Does the form fit my style and tendencies? If I enjoy working alone, perhaps I’d discard ideas that require large teams to execute.
Do I have the optimal skills for required? I probably wouldn’t choose to be an astronaut if I didn’t have 20/20 vision.
What are the tastes of my generation? This was my point about film vs novels.
Is the timing right, technologically and culturally? The timing to work on biotech research was probably not optimal 15 years ago, but maybe it is today.
And so on.
PETE: And what if all of the things that interest and excite you are beyond your capabilities?
ME: The story of Icarus is our modern tragedy.
PETE: Ha, OK. To be a little more optimistic, suppose you put all this effort into figuring out the right form for you, and you go exploring for ideas amenable to that form, but then you find a brilliant idea that calls for a different form?
ME: I was running in circles debating this exact question a few months ago, because I finally had an idea for a film I wanted to make, but I thought it might be too late. Do young people even watch films anymore? Shouldn’t art be web and mobile native, more participatory and interactive?
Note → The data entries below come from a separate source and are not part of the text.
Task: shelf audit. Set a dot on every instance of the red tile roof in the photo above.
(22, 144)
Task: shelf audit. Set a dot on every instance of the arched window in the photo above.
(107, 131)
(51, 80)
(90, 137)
I was at an impasse. Then, I happened to watch La Notte. Antonioni addresses the same dilemma:
Giovanni: I don’t consider myself that important. There are other solutions. A writer of today constantly wonders if writing isn’t some sort of irrepressible but outdated instinct. This lonely craft of painstakingly joining one word to another that absolutely can’t be mechanized.
Mr. Gherardini: Are you sure of that?
Giovanni: No. But you industrialists have the advantage of constructing your “stories” using real people, real houses, real cities. The rhythm of life today is in your hands. Perhaps even the future.
Mr. Gherardini: Are you one of the many worrying about the future? I’m building my own future, though the present keeps me plenty busy. Besides, the future will probably never come. Who knows what the future holds? Perhaps our privileges will be swept away. That would actually be a good thing. When I was young - long ago, now, sadly - I imagined a world like this, and I set to work creating such a future. Bah!
On the one hand, the characters in the film agree that writing is “outdated,” but by expressing this opinion via narrative in a film, Antonini also takes the other side as an artist. Antonini plays it both ways.
PETE: Film is dead. Long live film.
Perhaps we’ll find a similar answer to the question about human dignity in light of technological unemployment.